De ces considérations, la conséquence essentielle est que, sans faire fî le moins du monde, dans cette grave affaire du rapide et sûr transport de l’armée anglaise, ni des appareils aériens, ni surtout des véhicules marins, — de surface ou de plongée [1], — il convient de chercher une voie de communication qui nous offre toutes les garanties que nous pouvons raisonnablement demander, puisqu’enfin la perfection n’est pas de ce monde...

Cette voie de communication, c’est, on le devine sans peine, le tunnel sous la Manche.

On sait par quelles vicissitudes sont passés les projets, élaborés depuis 1834 [2], de ce grand œuvre qui aurait dû appartenir au XIXe siècle. Malheureusement, lorsqu’il y a quarante ans ses derniers promoteurs, MM. Breton, Sartiaux (l’auteur des derniers plans) et Hawkshaw, se crurent assurés d’aboutir, une phase de différends anglo-français commença, qui fît tout rejeter, en bloc, par nos défiants, — ou au moins trop prudents, — alliés d’aujourd’hui.
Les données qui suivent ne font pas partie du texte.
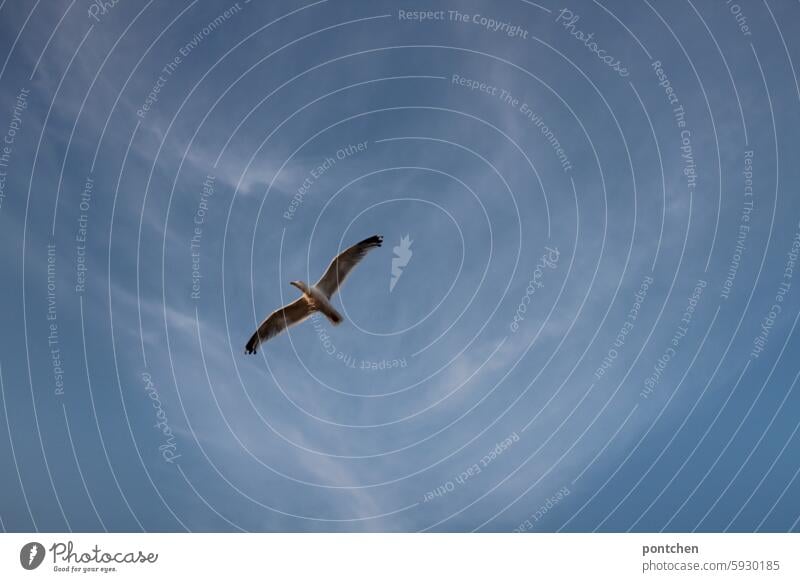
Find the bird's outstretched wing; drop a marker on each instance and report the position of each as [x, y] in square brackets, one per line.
[277, 321]
[341, 266]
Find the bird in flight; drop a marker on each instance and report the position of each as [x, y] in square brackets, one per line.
[315, 298]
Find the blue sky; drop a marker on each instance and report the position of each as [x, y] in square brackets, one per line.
[582, 183]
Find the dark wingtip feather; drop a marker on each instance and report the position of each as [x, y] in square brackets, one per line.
[375, 240]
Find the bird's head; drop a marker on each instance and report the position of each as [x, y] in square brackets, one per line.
[300, 285]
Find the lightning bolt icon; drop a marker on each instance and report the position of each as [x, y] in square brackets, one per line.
[33, 553]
Cette phase semblait toutefois bien close plusieurs années avant la guerre de 1914, — et cela grâce, surtout, au clairvoyant Edouard Vtî. On s’expliquerait difficilement pourquoi les plans de 1878 ne furent pas repris à partir de 1907, par exemple, si l’on ne savait que, chez nos amis d’Angleterre, il existe tout un parti qui, sans être assurément défavorable à la France, n’estime pas qu’il soit de l’intérêt moral de la vieille nation puritaine d’entretenir des relations trop faciles, trop continuelles, avec le continent. Ce parti, à la fois religieux et politique, est sans doute assez peu nombreux, aujourd’hui, après la décisive épreuve de la guerre ; mais qu’on ne s’y

  1. Il peut y avoir intérêt (le tunnel dont il va être question étant mis à part à ce que certains éléments de l’armée transportée, certain outillage, certaines munitions ou matières spéciales bénéficient de garanties toutes particulières de sécurité. Un ingénieur français a déjà proposé des plans de transport sous-marin de 8 000 et même de 10 000 tonnes.
  2. Par l’ingénieur Thomé de Gamond, dont les plans présentent encore aujourd’hui un très vif intérêt.